Qualia is, in simple terms, the objective experience of another. It may seem simple to say that it is impossible to accurately know the experiences of another person, but the idea of qualia (this is the plural, the singular number will be “kvale”) outputs this statement to the complex section.
For example, what is hunger? We all know what hunger “tastes like”, right? But can you be sure that the feeling of hunger in your friend Alexander or Vasily will be the same as yours? We can even describe it as “a feeling of emptiness in a rumbling stomach.” Not bad, but for Alexander, this “void” will be completely different from yours. Or here, for example, “red”. Everyone knows what red looks like, but how would you describe it to a blind person? Even if we break down the red color into light frequencies and find out which ones produce the reference red, we still can't be one hundred percent sure that Vasya or Sasha don't see it as the reference green.
Here the strange part begins. A well-known qualia thought experiment involves a woman growing up in a black-and-white room, getting all the information about the world from black-and-white monitors. She learns and learns everything there is to know about the physical aspects of color and vision: wave frequencies, how the eye perceives color — everything. She becomes an expert and eventually knows all the factual information on these issues.
Then, one day, she leaves the room and sees colors for the first time. In the process, she learns something about flowers that she didn't know until now. But why? First of all, what it's like to see color.
Qualia is, in simple terms, the objective experience of another. It may seem simple to say that it is impossible to accurately know the experiences of another person, but the idea of qualia (this is the plural, the singular number will be “kvale”) outputs this statement to the complex section.

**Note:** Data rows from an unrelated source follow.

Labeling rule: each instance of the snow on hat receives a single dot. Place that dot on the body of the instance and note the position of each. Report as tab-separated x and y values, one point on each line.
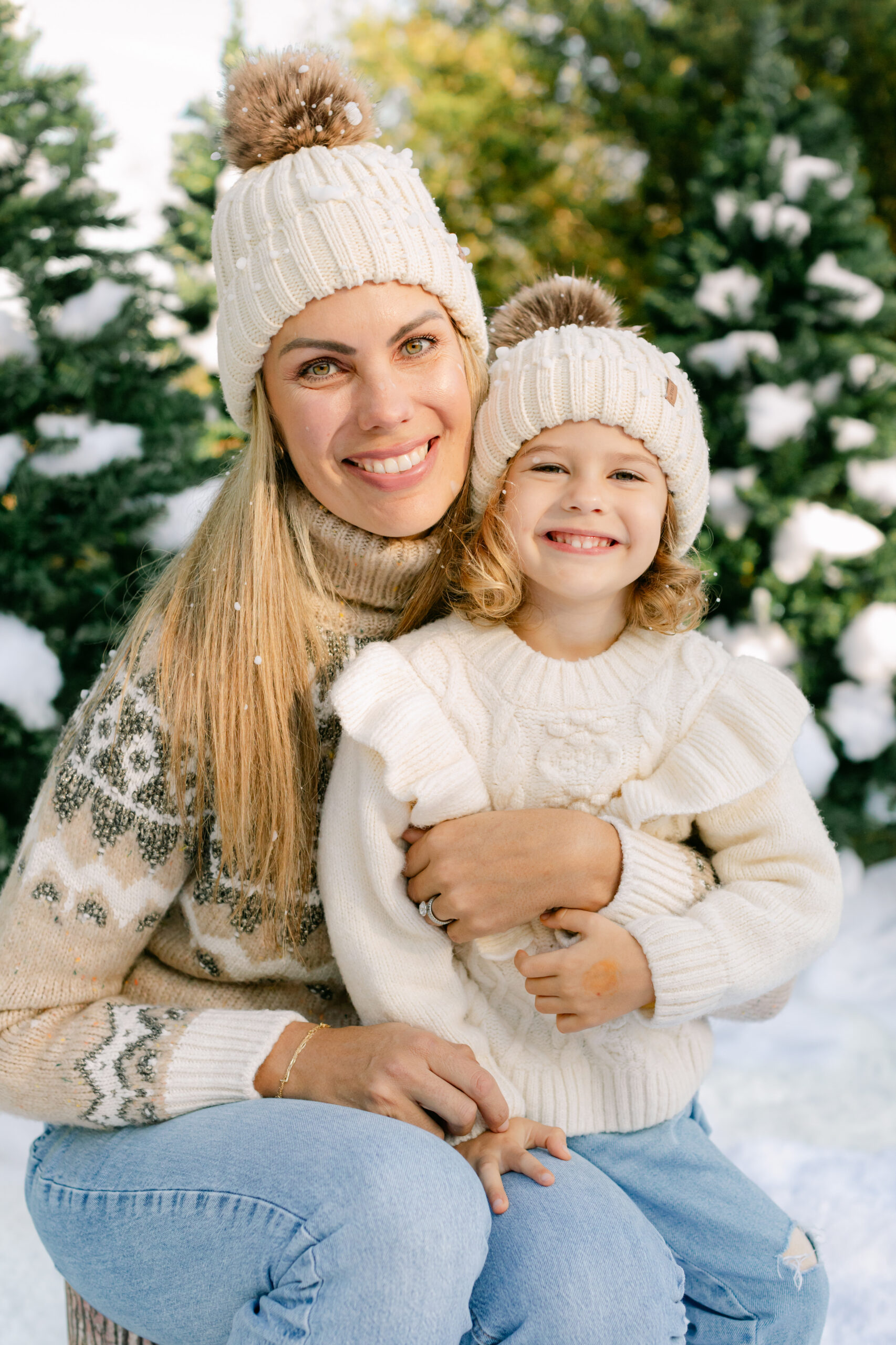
567	359
318	209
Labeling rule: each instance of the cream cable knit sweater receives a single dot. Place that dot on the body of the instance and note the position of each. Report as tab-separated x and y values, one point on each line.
658	735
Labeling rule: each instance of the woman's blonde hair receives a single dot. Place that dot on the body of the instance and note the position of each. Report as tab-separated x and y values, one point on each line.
485	582
238	620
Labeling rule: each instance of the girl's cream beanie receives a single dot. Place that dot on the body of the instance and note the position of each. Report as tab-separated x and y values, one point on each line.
575	371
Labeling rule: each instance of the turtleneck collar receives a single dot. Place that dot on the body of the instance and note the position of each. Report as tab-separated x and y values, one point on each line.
362	570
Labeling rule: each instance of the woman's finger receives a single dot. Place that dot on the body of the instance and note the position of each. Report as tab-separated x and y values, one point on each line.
525	1163
540	964
544	986
489	1173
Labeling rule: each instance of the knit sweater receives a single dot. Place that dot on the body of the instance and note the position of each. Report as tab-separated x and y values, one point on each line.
128	990
660	735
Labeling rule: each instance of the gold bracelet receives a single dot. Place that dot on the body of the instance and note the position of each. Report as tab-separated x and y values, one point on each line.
298	1052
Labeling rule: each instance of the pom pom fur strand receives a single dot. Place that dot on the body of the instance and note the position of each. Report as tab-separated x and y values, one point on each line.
290	101
556	302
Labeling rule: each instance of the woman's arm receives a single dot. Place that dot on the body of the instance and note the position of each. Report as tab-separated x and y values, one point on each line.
101	863
396	967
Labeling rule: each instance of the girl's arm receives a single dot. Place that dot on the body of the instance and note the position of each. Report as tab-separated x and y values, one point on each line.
394	965
777	906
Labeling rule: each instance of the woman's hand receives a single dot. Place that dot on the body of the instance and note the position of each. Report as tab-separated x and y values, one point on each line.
490	1156
389	1068
494	871
603	977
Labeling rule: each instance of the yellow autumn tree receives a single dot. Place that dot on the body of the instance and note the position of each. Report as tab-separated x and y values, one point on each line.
520	177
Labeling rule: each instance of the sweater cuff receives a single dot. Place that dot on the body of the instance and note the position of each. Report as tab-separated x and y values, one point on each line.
218	1056
658	877
685	971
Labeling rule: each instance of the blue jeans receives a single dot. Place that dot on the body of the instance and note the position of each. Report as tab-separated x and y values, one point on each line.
269	1222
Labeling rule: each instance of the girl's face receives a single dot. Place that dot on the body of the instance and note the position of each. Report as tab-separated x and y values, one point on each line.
369	389
586	505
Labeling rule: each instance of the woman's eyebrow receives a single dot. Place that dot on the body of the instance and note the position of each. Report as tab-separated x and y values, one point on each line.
310	342
432	314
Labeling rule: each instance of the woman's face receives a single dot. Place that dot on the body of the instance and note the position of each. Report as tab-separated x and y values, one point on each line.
369	389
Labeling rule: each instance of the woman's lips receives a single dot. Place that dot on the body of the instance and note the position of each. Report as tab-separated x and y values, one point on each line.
396	471
591	542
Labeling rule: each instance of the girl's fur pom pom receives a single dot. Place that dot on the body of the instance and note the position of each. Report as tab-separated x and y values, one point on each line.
279	104
557	302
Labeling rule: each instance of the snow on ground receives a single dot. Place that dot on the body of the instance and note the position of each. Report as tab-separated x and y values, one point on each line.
806	1105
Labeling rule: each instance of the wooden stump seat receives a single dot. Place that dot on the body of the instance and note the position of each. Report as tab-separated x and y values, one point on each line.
88	1327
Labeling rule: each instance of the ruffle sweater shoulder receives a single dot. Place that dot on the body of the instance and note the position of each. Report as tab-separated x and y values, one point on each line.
661	735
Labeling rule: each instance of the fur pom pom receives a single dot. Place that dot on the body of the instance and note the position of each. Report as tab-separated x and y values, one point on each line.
279	104
559	302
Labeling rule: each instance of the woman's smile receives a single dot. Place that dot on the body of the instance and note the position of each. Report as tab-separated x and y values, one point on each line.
396	469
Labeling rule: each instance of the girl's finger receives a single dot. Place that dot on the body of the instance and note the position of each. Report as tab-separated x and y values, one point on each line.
523	1161
489	1173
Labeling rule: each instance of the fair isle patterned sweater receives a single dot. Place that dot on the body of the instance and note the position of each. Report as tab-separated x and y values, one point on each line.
128	990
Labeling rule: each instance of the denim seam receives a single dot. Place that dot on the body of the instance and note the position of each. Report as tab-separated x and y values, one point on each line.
682	1262
167	1191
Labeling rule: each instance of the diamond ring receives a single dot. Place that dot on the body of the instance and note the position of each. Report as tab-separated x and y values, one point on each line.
427	912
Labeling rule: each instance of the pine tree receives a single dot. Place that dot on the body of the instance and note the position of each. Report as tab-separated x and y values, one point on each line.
778	299
99	423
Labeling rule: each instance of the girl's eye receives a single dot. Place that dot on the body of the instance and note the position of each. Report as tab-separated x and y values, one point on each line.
418	345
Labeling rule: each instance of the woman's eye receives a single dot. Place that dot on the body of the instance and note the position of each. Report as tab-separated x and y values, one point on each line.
418	345
319	369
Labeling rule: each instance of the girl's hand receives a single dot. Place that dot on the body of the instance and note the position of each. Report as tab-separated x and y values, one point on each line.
490	1156
494	871
603	977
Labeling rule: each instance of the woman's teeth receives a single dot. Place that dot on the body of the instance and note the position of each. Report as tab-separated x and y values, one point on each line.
580	541
393	464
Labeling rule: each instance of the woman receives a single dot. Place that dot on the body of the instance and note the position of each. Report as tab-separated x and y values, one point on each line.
218	1168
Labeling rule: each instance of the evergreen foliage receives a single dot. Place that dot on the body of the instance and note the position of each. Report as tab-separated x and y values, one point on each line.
81	371
797	376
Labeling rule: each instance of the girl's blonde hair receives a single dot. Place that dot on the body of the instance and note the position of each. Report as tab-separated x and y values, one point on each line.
485	582
238	618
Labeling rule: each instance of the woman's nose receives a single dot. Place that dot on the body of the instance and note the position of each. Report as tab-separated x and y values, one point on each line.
382	402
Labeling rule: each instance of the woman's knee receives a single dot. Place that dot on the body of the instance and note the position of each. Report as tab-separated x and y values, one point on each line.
578	1262
801	1298
423	1197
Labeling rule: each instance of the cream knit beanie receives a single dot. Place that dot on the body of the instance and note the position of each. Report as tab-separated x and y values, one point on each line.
578	373
318	209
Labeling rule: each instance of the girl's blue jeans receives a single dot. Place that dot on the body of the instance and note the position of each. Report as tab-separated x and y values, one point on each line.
268	1222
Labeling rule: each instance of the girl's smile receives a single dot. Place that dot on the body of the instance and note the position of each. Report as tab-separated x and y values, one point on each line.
586	506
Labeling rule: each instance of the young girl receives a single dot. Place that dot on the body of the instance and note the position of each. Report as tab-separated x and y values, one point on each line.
571	676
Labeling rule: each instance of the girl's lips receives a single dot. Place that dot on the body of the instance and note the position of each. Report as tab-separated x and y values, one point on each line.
592	544
396	477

For example, what is hunger? We all know what hunger “tastes like”, right? But can you be sure that the feeling of hunger in your friend Alexander or Vasily will be the same as yours? We can even describe it as “a feeling of emptiness in a rumbling stomach.” Not bad, but for Alexander, this “void” will be completely different from yours. Or here, for example, “red”. Everyone knows what red looks like, but how would you describe it to a blind person? Even if we break down the red color into light frequencies and find out which ones produce the reference red, we still can't be one hundred percent sure that Vasya or Sasha don't see it as the reference green.
Here the strange part begins. A well-known qualia thought experiment involves a woman growing up in a black-and-white room, getting all the information about the world from black-and-white monitors. She learns and learns everything there is to know about the physical aspects of color and vision: wave frequencies, how the eye perceives color — everything. She becomes an expert and eventually knows all the factual information on these issues.
Then, one day, she leaves the room and sees colors for the first time. In the process, she learns something about flowers that she didn't know until now. But why? First of all, what it's like to see color.